Maybe its just symbolic of the belief (right or wrong) that most parents involved with the SS are young. Saying that, I think it would have helped if they had at least shown one older struggling parent.
 
i must say of the documentary, it always portrays young parents, i was a single mum at 15, in a childrens home too, and soon as i turned 16-, x

Maybe its just symbolic of the belief (right or wrong) that most parents involved with the SS are young. Saying that, I think it would have helped if they had at least shown one older struggling parent.


Maybe they were the only ones willing to be filmed.......???
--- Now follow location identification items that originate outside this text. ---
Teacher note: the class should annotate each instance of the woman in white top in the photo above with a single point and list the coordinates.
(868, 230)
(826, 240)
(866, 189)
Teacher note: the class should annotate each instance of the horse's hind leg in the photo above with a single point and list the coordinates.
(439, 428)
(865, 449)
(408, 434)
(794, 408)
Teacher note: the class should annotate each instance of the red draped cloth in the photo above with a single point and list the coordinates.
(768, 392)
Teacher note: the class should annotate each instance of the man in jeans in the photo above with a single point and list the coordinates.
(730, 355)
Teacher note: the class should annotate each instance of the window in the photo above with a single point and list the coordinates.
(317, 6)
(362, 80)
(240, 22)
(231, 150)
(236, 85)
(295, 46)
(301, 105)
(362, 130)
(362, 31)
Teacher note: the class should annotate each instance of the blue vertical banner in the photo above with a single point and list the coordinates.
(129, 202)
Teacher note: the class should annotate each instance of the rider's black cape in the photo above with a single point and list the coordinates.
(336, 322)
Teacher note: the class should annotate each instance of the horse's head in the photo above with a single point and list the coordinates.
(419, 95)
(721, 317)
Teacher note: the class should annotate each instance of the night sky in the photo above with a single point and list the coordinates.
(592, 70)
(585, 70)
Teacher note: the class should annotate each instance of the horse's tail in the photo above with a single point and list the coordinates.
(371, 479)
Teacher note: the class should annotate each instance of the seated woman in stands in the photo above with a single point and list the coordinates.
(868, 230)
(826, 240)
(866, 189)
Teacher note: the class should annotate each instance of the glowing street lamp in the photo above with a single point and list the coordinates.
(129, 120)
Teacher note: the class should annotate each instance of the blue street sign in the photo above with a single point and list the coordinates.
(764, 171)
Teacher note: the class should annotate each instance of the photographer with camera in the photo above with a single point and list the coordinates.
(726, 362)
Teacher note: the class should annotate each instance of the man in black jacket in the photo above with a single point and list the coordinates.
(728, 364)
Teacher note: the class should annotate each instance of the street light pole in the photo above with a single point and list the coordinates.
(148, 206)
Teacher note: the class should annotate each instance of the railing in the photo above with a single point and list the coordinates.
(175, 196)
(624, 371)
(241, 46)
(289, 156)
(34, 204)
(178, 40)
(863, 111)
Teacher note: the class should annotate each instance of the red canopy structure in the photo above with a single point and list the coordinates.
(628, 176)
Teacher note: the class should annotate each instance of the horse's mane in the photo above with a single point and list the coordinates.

how old were they? no one on there looked 'young' :blush: actually i didnt assume the situation was anything to go with their age or they were purposely trying to portray young parents in a bad light at all x
 
they all looked mid-twenties/early 30s to me

I actually thought at one point how good it was that it wasnt all 15 year olds on drugs or whatever x
 
i must say of the documentary, it always portrays young parents, i was a single mum at 15, in a childrens home too, and soon as i turned 16-, x

Maybe its just symbolic of the belief (right or wrong) that most parents involved with the SS are young. Saying that, I think it would have helped if they had at least shown one older struggling parent.


Maybe they were the only ones willing to be filmed.......???


how old were they? no one on there looked 'young' :blush: actually i didnt assume the situation was anything to go with their age or they were purposely trying to portray young parents in a bad light at all x

I didn't think any of them were that young either, or at least their age wasn't portrayed in a way that was trying to say that was part of the problem as some programmes do :shrug:

I really enjoyed this program, does anyone know if they plan to do more?
 
me too, they may do one every year, i was disappointed it was such a short series, i thought this thread may continue for quite some time i have really enjoyed it and dont want this thread to end!!! x
 
Let's keep it alive for smelly ;)

I really enjoyed it too. I hope there are more series, possibly filming different social services other than Bristol, it'll be interesting to see the difference in areas and policies from one council to the next.
 
Id like to see cases in London and in cities up north, like in Bradford or Manchester.